だから土一揆と足軽は、別個に扱われてきた部分があります。だんだん研究が進み、土一揆に参加している人たちと足軽になっている人たちは、実は根っこでつながっているのではないかと、最近では考えられています。
マフィアと警察が「裏取引」をするようなもの
そのつながりを象徴する形で、土一揆の大将である蓮田兵衛と、応仁の乱で足軽大将として活躍する骨皮道賢が知り合いだったとする設定は、すごくうまいと思いました。
垣根 『室町無頼』では、蓮田兵衛が土一揆を起こす前に取り締まる側の骨皮道賢に裏取引を持ちかけます。
アメリカで言う、マフィアと警察が裏取引をするようなものです。蓮田兵衛は一揆をスムーズに進めるため、取り締まりの現場を任されていた骨皮道賢にお目こぼしを依頼し、その見返りとして道賢の面子を潰さず、花を持たせようとしていた、という感じでしょうか。
呉座 現代と同じですね。
垣根 そうすることで、骨皮道賢も幕府や侍所に対して点数を稼ぐこともできる。
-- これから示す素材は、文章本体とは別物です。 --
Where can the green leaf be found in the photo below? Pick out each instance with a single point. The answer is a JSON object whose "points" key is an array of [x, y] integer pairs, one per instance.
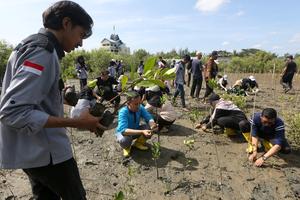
{"points": [[170, 72], [124, 81], [119, 196], [156, 74], [151, 82], [149, 64]]}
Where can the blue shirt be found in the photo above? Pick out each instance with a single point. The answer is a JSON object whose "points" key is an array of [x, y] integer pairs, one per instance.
{"points": [[274, 133], [128, 119], [180, 72], [196, 68]]}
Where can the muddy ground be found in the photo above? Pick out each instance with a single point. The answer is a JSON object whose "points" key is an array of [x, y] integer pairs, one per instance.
{"points": [[216, 168]]}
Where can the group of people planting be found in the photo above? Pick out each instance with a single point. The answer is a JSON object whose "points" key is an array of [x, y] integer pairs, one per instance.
{"points": [[32, 123]]}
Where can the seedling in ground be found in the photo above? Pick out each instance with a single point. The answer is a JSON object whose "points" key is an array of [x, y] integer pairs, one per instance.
{"points": [[155, 155]]}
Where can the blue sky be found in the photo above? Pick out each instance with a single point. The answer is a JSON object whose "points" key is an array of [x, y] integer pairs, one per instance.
{"points": [[161, 25]]}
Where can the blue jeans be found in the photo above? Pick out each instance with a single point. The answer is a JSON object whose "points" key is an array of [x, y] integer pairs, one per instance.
{"points": [[125, 141], [180, 89]]}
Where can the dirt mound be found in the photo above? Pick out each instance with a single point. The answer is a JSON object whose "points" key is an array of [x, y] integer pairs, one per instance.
{"points": [[216, 167]]}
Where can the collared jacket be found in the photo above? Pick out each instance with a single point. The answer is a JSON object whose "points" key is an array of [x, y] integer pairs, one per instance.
{"points": [[128, 119], [180, 72], [211, 69], [31, 94], [276, 132]]}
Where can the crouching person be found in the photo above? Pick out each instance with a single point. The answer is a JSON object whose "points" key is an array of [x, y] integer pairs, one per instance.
{"points": [[226, 115], [129, 127], [269, 129], [164, 113]]}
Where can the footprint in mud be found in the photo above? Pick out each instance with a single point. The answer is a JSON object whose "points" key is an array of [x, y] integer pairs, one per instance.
{"points": [[261, 192]]}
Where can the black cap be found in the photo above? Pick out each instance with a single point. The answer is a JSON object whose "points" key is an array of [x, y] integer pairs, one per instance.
{"points": [[213, 97], [155, 101], [214, 53], [186, 57]]}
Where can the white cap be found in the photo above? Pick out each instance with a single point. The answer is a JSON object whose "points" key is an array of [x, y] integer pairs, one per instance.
{"points": [[252, 78], [154, 88], [137, 88], [198, 53]]}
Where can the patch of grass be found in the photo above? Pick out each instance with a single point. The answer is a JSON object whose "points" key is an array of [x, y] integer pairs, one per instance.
{"points": [[292, 121], [239, 101]]}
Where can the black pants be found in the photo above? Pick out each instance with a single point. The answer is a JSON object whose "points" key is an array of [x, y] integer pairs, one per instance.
{"points": [[58, 181], [83, 83], [208, 90], [162, 123], [110, 95], [238, 121], [189, 79], [287, 81], [196, 85]]}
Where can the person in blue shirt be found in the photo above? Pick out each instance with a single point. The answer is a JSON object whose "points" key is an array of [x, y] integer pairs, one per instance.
{"points": [[180, 81], [129, 127], [268, 128]]}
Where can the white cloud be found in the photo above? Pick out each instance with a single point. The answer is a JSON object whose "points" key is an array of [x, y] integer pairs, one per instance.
{"points": [[276, 47], [257, 46], [273, 33], [240, 13], [225, 43], [295, 38], [209, 5]]}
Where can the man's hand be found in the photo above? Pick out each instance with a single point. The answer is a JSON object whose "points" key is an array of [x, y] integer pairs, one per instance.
{"points": [[259, 162], [88, 121], [147, 133], [153, 126], [198, 126], [252, 156]]}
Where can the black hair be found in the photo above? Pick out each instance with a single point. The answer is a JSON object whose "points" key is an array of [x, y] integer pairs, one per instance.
{"points": [[132, 95], [80, 60], [213, 97], [54, 15], [104, 72], [187, 58], [269, 113], [112, 63]]}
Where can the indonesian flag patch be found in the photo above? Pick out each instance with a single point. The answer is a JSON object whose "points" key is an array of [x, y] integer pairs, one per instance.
{"points": [[32, 67]]}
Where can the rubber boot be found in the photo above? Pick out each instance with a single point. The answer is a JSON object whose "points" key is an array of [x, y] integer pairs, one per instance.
{"points": [[267, 145], [247, 136], [229, 132], [140, 143], [126, 152]]}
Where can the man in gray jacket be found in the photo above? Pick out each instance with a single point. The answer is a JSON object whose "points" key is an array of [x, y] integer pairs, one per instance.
{"points": [[32, 133], [180, 81]]}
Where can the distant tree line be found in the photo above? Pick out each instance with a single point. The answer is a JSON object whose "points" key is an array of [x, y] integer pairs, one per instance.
{"points": [[247, 60]]}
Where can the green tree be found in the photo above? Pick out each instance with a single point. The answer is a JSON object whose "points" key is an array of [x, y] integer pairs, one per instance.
{"points": [[5, 51]]}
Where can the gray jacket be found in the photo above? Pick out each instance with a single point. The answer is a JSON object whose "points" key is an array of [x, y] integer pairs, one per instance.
{"points": [[180, 72], [29, 95]]}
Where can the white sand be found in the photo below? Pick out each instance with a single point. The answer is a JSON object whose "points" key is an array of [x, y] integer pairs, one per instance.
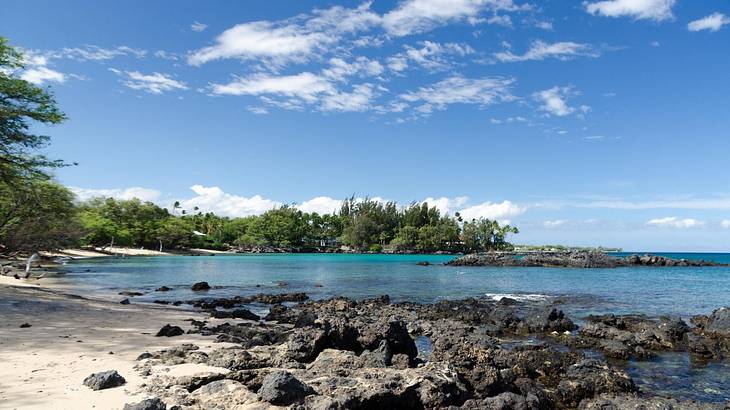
{"points": [[43, 366]]}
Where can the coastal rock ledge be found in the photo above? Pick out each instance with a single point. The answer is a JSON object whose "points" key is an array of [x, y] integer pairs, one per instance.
{"points": [[474, 353], [571, 259]]}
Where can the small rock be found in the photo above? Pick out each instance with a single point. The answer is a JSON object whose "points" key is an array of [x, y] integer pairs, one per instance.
{"points": [[170, 331], [282, 388], [200, 286], [148, 404], [104, 380]]}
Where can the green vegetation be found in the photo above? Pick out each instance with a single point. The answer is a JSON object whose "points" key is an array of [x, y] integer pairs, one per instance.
{"points": [[364, 225], [556, 248], [37, 213]]}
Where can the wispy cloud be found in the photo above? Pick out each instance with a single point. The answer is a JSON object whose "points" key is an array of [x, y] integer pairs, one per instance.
{"points": [[674, 222], [713, 22], [540, 50], [414, 16], [460, 90], [197, 26], [553, 101], [657, 10], [143, 194], [299, 90], [155, 83]]}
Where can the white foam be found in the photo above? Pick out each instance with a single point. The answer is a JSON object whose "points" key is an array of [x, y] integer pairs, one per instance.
{"points": [[520, 297]]}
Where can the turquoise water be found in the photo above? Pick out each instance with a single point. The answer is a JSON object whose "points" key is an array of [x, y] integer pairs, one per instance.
{"points": [[677, 291]]}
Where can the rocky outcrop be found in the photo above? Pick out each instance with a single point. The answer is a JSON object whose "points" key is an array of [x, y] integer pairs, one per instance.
{"points": [[147, 404], [200, 286], [170, 331], [282, 388], [633, 402], [710, 338], [632, 336], [342, 354], [104, 380], [571, 259]]}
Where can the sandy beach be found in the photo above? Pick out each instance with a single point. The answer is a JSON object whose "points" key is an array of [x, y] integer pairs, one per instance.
{"points": [[70, 338]]}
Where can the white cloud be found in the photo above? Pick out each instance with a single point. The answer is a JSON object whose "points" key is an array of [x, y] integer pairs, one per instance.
{"points": [[321, 205], [357, 100], [713, 22], [196, 26], [262, 39], [213, 199], [295, 39], [95, 53], [143, 194], [295, 91], [258, 110], [414, 16], [446, 205], [305, 86], [155, 83], [41, 74], [699, 203], [540, 50], [553, 101], [674, 222], [492, 210], [460, 90], [430, 54], [554, 224], [657, 10], [340, 69]]}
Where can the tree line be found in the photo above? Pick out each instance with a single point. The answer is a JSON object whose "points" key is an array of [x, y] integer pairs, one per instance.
{"points": [[37, 213], [365, 225]]}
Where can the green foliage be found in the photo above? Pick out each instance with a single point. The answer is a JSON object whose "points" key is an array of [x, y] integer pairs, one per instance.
{"points": [[21, 105], [35, 212], [38, 216], [486, 235]]}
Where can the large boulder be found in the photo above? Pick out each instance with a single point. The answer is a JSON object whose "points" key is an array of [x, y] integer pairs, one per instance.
{"points": [[170, 331], [719, 321], [282, 388], [632, 402], [394, 332], [104, 380], [200, 286], [591, 377], [147, 404]]}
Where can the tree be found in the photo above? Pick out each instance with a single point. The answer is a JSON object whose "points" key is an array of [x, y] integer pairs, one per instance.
{"points": [[21, 104], [41, 216], [484, 234], [35, 212]]}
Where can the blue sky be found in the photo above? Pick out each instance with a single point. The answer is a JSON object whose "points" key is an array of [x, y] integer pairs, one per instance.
{"points": [[586, 123]]}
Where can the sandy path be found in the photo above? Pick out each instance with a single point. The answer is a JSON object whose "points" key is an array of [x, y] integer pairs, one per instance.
{"points": [[43, 366]]}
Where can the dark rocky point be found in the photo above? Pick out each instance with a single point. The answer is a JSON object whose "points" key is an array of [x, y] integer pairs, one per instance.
{"points": [[170, 331], [200, 286], [282, 388], [147, 404], [104, 380]]}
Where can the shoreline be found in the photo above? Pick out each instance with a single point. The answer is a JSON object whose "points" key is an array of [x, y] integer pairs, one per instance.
{"points": [[72, 336]]}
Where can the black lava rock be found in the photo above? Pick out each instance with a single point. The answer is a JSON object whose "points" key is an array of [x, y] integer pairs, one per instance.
{"points": [[104, 380]]}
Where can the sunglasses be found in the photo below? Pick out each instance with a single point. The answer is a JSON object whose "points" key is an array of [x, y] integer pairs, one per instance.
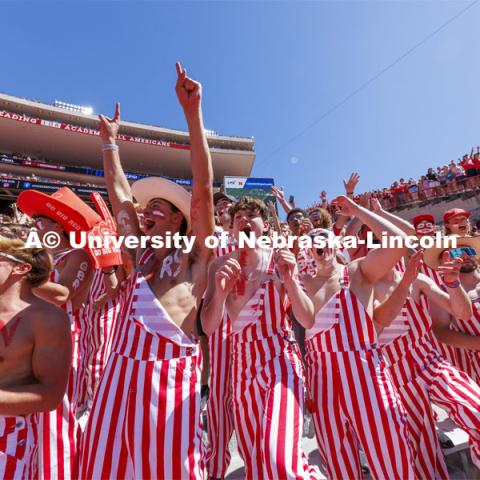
{"points": [[458, 252]]}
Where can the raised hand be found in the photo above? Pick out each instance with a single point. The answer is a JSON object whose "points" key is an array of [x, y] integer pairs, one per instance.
{"points": [[226, 276], [278, 194], [109, 126], [271, 206], [375, 205], [449, 268], [286, 264], [306, 226], [413, 267], [351, 183], [189, 92], [345, 206]]}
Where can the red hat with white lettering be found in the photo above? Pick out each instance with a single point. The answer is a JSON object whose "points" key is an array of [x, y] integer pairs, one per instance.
{"points": [[62, 206], [423, 218], [455, 212]]}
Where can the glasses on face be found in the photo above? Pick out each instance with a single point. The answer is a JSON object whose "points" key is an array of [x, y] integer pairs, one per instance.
{"points": [[458, 252]]}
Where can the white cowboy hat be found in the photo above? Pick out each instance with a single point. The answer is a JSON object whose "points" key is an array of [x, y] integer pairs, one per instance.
{"points": [[432, 255], [155, 187]]}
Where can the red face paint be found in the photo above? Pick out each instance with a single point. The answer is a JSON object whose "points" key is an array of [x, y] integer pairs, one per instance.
{"points": [[240, 285]]}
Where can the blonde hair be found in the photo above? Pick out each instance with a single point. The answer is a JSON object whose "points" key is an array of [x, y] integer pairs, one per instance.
{"points": [[39, 259]]}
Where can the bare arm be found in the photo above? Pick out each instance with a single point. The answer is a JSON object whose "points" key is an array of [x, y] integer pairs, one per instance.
{"points": [[441, 320], [118, 188], [222, 277], [380, 261], [388, 309], [455, 302], [302, 306], [74, 279], [400, 223], [51, 360], [189, 94], [280, 196], [273, 213]]}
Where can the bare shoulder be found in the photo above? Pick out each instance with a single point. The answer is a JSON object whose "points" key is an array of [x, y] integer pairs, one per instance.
{"points": [[47, 318]]}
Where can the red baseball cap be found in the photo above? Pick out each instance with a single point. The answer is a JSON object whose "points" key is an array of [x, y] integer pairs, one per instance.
{"points": [[423, 218], [455, 212]]}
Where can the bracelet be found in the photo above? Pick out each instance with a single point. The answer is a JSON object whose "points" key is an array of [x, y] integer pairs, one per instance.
{"points": [[109, 146], [111, 272]]}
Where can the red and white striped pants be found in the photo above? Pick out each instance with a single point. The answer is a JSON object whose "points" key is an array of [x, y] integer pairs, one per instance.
{"points": [[145, 420], [58, 430], [268, 398], [18, 447], [356, 405], [219, 406], [455, 392]]}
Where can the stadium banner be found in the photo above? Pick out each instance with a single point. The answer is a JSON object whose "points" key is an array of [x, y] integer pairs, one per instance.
{"points": [[52, 187], [239, 187], [86, 130]]}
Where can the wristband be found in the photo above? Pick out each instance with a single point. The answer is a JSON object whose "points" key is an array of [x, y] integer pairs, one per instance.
{"points": [[111, 272], [109, 146]]}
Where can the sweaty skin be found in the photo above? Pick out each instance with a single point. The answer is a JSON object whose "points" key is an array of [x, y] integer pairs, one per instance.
{"points": [[35, 353]]}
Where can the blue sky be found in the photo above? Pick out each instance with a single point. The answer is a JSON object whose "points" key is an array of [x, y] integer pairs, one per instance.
{"points": [[269, 70]]}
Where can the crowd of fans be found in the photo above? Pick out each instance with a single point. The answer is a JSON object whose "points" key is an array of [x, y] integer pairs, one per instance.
{"points": [[446, 180]]}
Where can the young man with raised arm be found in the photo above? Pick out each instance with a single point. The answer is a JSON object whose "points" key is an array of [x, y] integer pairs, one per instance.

犯罪を取り締まりながら、実は犯罪者とも通じているという意味では、江戸時代の目明かしのようなものです。
呉座 個々のエピソードは創作だとしても、ストーリーの根っこにある社会観のようなもの、当時の室町社会はこのような感じだったという時代感覚は、今の歴史学の研究と合致します。時代の本質を突いているのではないかと思います。